Superando as fragilidades

‘Ensaio para uma cartografia’ estreia no TNDM II

Superando as fragilidades

Sobre o palco, 12 atrizes desafiam-se até à superação a tocar Beethoven e a dançar peças clássicas. Mónica Calle estreia-se no Teatro Nacional D. Maria II com um exercício sobre a vida e a arte, o esforço e a dedicação. Ensaio para uma cartografia está em cena até 9 de abril.

Quem tem acompanhado o trabalho de Mónica Calle desde os anos da Casa Conveniente, primeiro na Rua dos Remolares, depois na Nova do Carvalho e, mais recentemente, na Zona J de Chelas, notará, em Ensaio para uma cartografia, a falta da palavra dita que toca o corpo e a alma daquele modo muitas vezes dilacerante que fazia dos seus espetáculos experiências únicas, muitas vezes radicais. Neste espetáculo, há palavra mas em off, sendo o essencial o corpo, as suas fragilidades e limitações e, no limite, a sua capacidade de superação. É, aliás, e como refere a atriz e encenadora, um trabalho à sombra da figura de Luna Andermatt, nome maior da dança portuguesa, com quem trabalhou em Iluminações, quando dirigiu a Companhia Maior.

“Esta peça resulta de um tempo estendido marcado pela partilha e pela cumplicidade entre todas estas atrizes”, sublinha Mónica Calle, apontando Ensaio como mais uma etapa numa cartografia que começou a ser traçada após a reencenação, em 2012, de A Virgem Doida, ainda no Cais do Sodré, e com os itinerantes Sete Pecados Mortais, de Brecht, em 2014. São, aliás, essas peças que começam a cimentar um elenco, tornando a chegada à Zona J de Chelas, à atual Zona Não Vigiada/Casa Conveniente, um processo para “a construção de uma família, de uma casa”, à semelhança da odisseia das duas irmãs protagonistas da peça de Brecht.

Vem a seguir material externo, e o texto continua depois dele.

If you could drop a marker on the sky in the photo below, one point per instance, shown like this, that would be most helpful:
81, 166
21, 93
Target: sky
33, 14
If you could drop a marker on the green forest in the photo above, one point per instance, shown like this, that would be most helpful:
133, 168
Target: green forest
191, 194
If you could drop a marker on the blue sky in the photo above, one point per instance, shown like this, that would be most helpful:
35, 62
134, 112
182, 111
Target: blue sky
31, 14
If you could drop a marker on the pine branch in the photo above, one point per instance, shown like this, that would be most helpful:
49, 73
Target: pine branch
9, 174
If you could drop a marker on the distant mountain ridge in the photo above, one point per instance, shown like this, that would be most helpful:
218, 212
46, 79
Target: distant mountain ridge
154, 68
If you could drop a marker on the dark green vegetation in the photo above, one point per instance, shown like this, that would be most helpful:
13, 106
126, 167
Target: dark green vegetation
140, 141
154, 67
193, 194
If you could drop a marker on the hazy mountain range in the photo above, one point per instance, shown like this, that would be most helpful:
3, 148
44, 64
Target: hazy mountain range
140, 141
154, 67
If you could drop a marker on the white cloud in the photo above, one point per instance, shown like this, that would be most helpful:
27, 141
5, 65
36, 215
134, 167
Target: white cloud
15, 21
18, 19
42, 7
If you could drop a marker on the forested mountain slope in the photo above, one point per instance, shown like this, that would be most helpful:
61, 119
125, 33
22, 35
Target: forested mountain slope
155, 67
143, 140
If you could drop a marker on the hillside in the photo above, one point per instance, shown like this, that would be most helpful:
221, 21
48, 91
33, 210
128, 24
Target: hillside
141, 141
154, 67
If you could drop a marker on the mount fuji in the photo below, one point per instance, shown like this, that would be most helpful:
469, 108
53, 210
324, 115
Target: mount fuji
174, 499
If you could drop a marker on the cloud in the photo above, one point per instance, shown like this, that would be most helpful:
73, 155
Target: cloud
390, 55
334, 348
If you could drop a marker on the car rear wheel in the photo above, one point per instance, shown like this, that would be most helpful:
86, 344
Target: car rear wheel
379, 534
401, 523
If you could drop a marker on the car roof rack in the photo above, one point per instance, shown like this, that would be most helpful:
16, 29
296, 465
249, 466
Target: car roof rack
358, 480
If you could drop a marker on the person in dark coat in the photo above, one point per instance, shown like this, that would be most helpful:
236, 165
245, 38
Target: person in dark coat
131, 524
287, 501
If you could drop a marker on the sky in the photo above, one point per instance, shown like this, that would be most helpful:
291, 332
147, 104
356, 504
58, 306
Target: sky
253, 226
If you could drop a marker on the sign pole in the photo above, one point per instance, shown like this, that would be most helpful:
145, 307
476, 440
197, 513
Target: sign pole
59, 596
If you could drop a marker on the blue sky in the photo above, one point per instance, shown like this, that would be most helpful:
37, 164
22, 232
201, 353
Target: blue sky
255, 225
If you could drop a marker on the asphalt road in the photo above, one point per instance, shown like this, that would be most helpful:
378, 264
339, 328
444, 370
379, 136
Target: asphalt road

Assim, “a casa” constrói-se caminhando, e o caminho que em palco Ana Água, Carolina Varela, Cleo Tavares, Inês Vaz, Joana de Verona, Marta Félix, Míu Lapin, Mónica Garnel, Silvia Barbeiro, Sofia Dinger, Sofia Vitória, a própria Mónica Calle, e ainda Carla Bolito e Ana Montereal, percorrem, é marcado pelo esforço extenuante da repetição e da exposição da fragilidade (mais do que a dos corpos) perante aquilo que as afasta de “zonas de conforto”, como a dança em pontas ou a execução de um andamento da Sétima Sinfonia de Beethoven.

Por tudo isto, Ensaio para uma cartografia é um work in progress, onde a falha e o erro penetram a pele, com dor e suor derramado, como parte de um caminho feroz, violento, muitas vezes esgotante, e onde apenas a dedicação e o compromisso à arte, que a dado momento do espetáculo a voz de Leonard Bernstein aponta, parecem poder levar a um sítio que possamos chamar “casa”.